Ohio State vs. Florida in Jacksonville. TheTaxslayer.com Gator Bowl. Nothing like mixing taxes and gators together! Sounds like the IRS!  The venue is still pending; the game will be played in either a tax accountant's office, or in a swamp. The game will be refereed by, who else, the IRS. The winners receive tax advice and the losers, twice as much tax advice!

 

Wisconsin vs. Oregon in Pasadena. The Rose Bowl will be played in "the Rose Garden," and refereed by a pruner. Winners receive----what else, roses. The losers receive baby's breath.

 

Oklahoma State vs. Stanford in Glendale. Tostitios Fiesta Bowl will be played in "Scoops" bag and refereed by "the Frito Bandito." Winners receive a "fiesta of chips," and the losers receive some "dip."

 

Michigan vs. Virginia Tech in New Orleans. The Allstate Sugar Bowl will be played once again on Bourbon Street, but not under a spell and refereed by "an adjuster." Winners receive "accident forgiveness," the losers... artificial sweetener!

 

Clemson vs. West Virginia in Miami. The Discover Orange Bowl will be played in "an orange crate," and refereed by "Orange Julius." The winners receive "maps, GPS units and instructions," to discover. The losers have to "figure it out."

 

Kansas State vs. Arkansas in Arlington. The ATT&T Cotton Bowl Classic will be played in an old "phone booth," and refereed by a utility lineman. Winners receive calling cards; the losers get a roll of dimes.

 

Pittsburgh vs. SMU in Birmingham.
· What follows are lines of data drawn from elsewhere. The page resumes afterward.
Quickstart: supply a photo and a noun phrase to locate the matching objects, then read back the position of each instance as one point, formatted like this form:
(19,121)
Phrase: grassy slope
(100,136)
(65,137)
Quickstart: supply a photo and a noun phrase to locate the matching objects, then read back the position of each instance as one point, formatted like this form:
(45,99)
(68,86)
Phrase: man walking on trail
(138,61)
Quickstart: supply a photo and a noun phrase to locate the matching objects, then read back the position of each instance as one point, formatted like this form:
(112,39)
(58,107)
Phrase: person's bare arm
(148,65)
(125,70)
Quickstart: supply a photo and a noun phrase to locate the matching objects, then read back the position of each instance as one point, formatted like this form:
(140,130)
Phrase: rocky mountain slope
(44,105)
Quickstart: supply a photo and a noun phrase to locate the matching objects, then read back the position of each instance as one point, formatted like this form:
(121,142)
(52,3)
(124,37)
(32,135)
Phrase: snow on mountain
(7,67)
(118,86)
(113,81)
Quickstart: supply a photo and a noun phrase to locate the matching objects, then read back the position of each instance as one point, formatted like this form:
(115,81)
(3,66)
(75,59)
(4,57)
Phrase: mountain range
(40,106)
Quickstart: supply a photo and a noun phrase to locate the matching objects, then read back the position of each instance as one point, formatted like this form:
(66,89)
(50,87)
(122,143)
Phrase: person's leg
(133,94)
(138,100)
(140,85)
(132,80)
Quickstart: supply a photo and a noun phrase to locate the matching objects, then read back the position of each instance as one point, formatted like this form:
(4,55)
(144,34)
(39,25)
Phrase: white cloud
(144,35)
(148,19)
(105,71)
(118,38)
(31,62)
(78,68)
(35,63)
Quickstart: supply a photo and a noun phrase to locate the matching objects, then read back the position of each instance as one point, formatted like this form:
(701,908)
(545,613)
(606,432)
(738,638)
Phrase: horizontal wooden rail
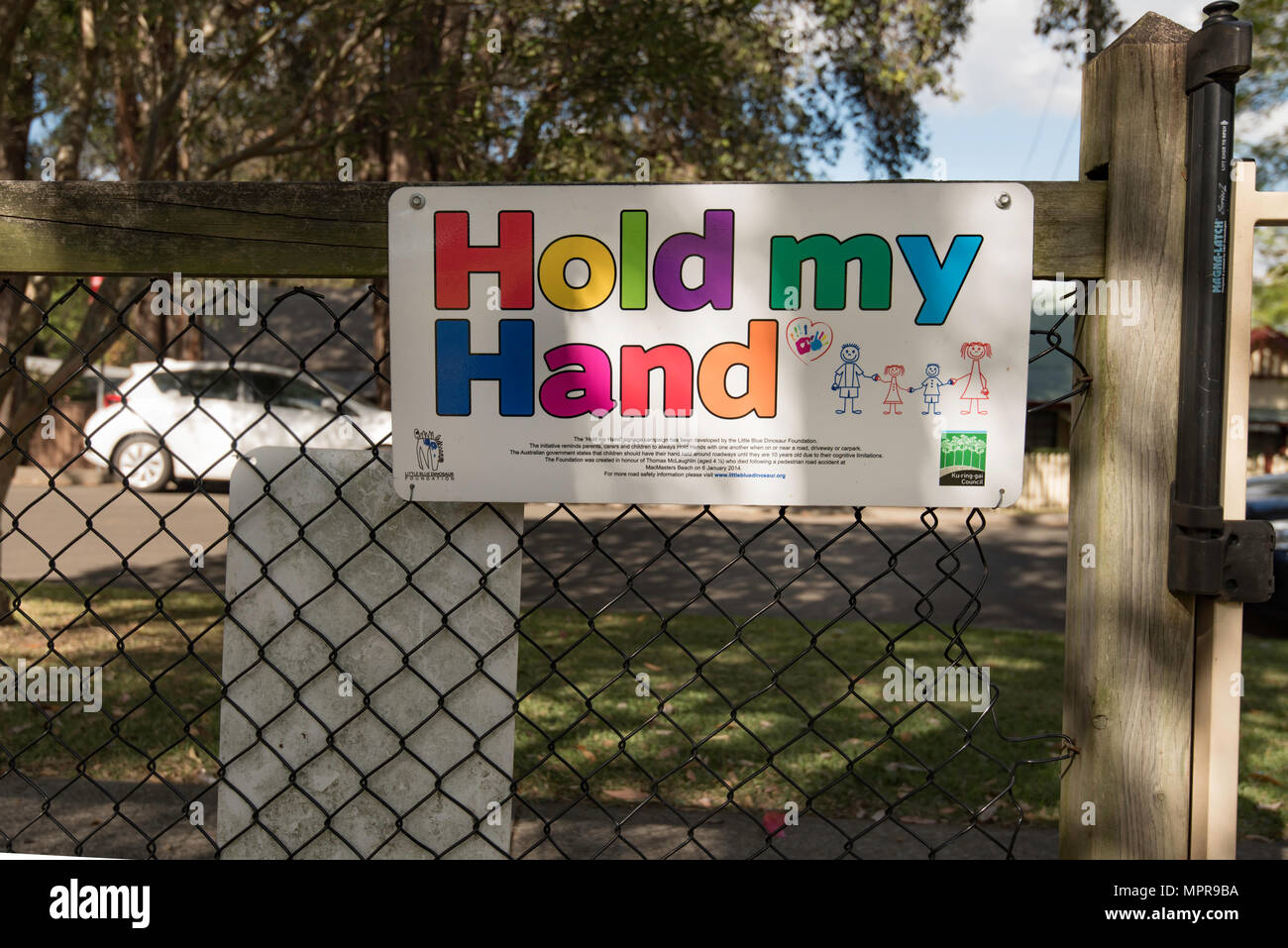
(333,230)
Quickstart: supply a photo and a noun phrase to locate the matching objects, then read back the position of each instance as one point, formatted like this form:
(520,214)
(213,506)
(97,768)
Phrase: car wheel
(143,463)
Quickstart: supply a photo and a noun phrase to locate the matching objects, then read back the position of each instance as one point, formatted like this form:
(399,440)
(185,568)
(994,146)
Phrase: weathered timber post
(1129,642)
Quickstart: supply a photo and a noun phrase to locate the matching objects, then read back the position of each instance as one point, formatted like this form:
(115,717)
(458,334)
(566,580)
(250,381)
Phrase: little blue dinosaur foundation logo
(961,458)
(429,450)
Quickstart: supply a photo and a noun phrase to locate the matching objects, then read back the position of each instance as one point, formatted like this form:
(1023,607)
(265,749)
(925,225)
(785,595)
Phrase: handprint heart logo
(809,339)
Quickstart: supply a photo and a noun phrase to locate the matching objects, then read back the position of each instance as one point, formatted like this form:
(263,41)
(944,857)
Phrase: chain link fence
(692,682)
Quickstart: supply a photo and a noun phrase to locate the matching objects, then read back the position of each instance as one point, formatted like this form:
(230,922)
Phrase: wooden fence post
(1128,642)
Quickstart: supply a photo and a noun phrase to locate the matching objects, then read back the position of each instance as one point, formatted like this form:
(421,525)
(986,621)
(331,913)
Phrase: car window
(198,382)
(287,393)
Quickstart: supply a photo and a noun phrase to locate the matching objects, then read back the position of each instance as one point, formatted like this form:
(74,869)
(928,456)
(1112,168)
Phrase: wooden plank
(331,230)
(1128,642)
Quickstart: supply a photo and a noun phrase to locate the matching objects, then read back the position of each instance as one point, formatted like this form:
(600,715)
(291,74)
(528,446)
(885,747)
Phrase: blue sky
(1017,112)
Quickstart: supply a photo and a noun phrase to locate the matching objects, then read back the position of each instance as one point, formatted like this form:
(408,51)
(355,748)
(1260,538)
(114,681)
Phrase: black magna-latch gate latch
(1214,557)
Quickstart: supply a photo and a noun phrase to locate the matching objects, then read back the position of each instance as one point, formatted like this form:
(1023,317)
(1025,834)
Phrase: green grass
(799,733)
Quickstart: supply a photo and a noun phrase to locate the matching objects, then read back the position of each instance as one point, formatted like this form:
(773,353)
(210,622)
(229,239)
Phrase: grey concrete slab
(370,668)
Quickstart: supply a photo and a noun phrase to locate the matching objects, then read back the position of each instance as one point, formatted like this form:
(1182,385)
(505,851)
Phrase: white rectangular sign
(711,343)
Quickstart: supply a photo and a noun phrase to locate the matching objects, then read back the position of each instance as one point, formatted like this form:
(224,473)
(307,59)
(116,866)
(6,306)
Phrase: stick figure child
(977,385)
(845,382)
(930,386)
(893,399)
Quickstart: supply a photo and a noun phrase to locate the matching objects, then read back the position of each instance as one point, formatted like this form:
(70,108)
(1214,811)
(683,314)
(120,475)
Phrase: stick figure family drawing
(849,376)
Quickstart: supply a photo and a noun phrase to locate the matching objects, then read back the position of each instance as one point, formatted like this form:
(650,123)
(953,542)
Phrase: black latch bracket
(1214,557)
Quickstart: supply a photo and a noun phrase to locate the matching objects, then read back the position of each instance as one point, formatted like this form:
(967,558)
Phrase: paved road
(580,831)
(609,557)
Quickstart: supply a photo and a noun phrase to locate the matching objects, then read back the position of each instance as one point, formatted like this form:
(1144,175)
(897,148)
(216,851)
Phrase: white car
(198,419)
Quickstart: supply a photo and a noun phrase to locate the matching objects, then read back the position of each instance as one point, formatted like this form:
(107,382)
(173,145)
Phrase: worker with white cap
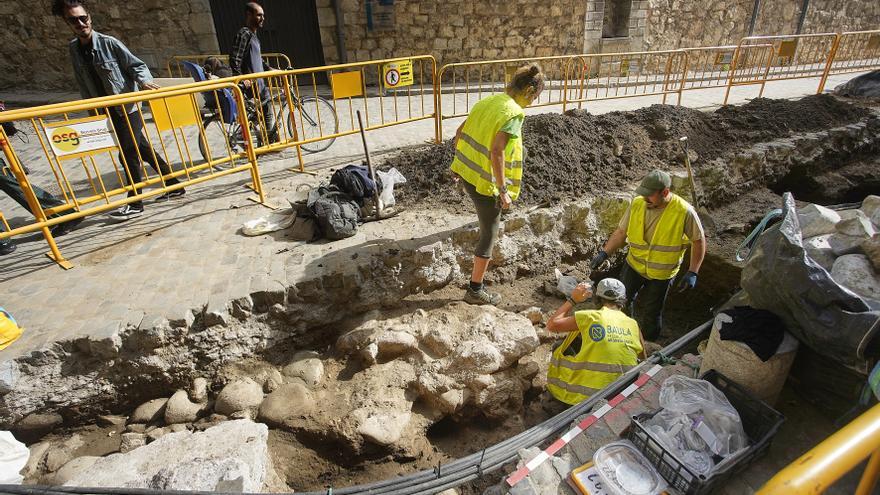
(601,344)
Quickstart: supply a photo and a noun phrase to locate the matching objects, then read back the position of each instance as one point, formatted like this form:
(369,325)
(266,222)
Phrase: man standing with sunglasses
(247,57)
(104,66)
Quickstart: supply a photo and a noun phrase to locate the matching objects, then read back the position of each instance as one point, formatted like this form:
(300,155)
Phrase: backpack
(336,212)
(355,181)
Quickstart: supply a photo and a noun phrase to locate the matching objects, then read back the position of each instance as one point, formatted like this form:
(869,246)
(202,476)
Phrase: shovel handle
(370,165)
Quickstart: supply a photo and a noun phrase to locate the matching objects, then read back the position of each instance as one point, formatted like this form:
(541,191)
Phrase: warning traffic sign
(397,74)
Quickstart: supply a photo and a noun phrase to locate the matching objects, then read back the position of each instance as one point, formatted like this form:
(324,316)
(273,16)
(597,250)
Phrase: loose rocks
(306,366)
(232,456)
(239,396)
(149,412)
(854,271)
(288,401)
(179,409)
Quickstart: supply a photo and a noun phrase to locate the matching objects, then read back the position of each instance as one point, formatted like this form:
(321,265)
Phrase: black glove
(600,258)
(689,281)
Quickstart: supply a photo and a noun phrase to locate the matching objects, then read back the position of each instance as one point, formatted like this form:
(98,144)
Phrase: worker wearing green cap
(658,226)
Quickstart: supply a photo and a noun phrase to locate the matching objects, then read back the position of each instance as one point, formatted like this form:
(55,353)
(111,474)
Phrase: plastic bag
(10,331)
(13,457)
(565,283)
(388,179)
(696,423)
(277,220)
(715,421)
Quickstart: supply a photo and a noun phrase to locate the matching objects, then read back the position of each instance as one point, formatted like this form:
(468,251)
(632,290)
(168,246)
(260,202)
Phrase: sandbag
(336,213)
(13,457)
(9,329)
(819,312)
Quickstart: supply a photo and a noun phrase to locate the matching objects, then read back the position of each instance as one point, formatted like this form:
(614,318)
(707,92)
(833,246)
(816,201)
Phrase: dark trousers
(131,148)
(268,111)
(10,186)
(489,215)
(652,297)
The BBVA Compass Bowl will be played in the finance office and refereed by a "loan officer." Winners will receive BBVA compasses and the losers get an official BBVA "map."

 

Northern Illinois vs. Arkansas State in Mobile. The GoDaddy.com Bowl will be played on their website (virtual this year--- saves money!) and refereed by a web designer. Winners get to meet their "Daddy", losers are put up for adoption!

 

LSU vs. Alabama in New Orleans. The Allstate BCS National Championship will be played once again on Bourbon Street, but this time under a LSU spell and refereed by the "Mayhem guy." Winners are "put in good hands," the losers, get their premiums raised.